芥川賞受賞作
二十一歳のC級プロボクサーが主人公。最下級のプロライセンスで、いわゆる四回戦ボーイと呼ばれるクラスか。デビュー戦を初回KOで華々しく飾ったものの、その後二敗一分けと負けが込んできている。
ディテールがすごい。パチンコ店員として練習に明け暮れる若手ボクサーの生活、練習のこと、試合のこと、減量の様子、日常を徹底して描いている。このことがまずは魅力。
主人公の年齢を考えれば青春小説と言えるのだろうが、甘ったるさは微塵もない。少々粗雑そうに見える文体がかえって中味に合致しているし、リアリティがある。
いくつか引いてみよう。
練習どおりができるのは好調のときだけだ
ひとつひとつが的を得ている気がするのは、ぼくが試合に負けたせいで、それたったひとつだ。勝った要因は皆ひとつに絞りたがり、大抵は間違っている。負けた要因は皆百個も二百個もおもいつき、すべて正しい。これが勝負ということだ。

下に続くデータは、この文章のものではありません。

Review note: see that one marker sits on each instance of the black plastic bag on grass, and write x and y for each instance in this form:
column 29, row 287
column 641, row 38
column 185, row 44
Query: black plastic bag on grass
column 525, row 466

トレーナーが途中からウメキチに交代した。ウメキチはまだ現役のはずだが、トレーナーとしてボクシングをみてみようということらしい。
初めウメキチのやり方に反発し、ため口をきいたりしていたが、次第にウメキチのやり方についていくようになった。このウメキチとのやりとりがまるでプロの真剣勝負のようで味がある。
ウメキチと進める減量はすさまじい。プロボクサーの宿命か。
言語化できる地獄に地獄はない。少しずつカロリーを落としながら集中を切らせないウメキチとの日々は、確実に精神を削いだ。
ウメキチは大仰な労いや試合にむけた意気込み等をいわなかったし、いわせなかった。わかっていた。いままでやってきたことのすべてとリングの上で再会する。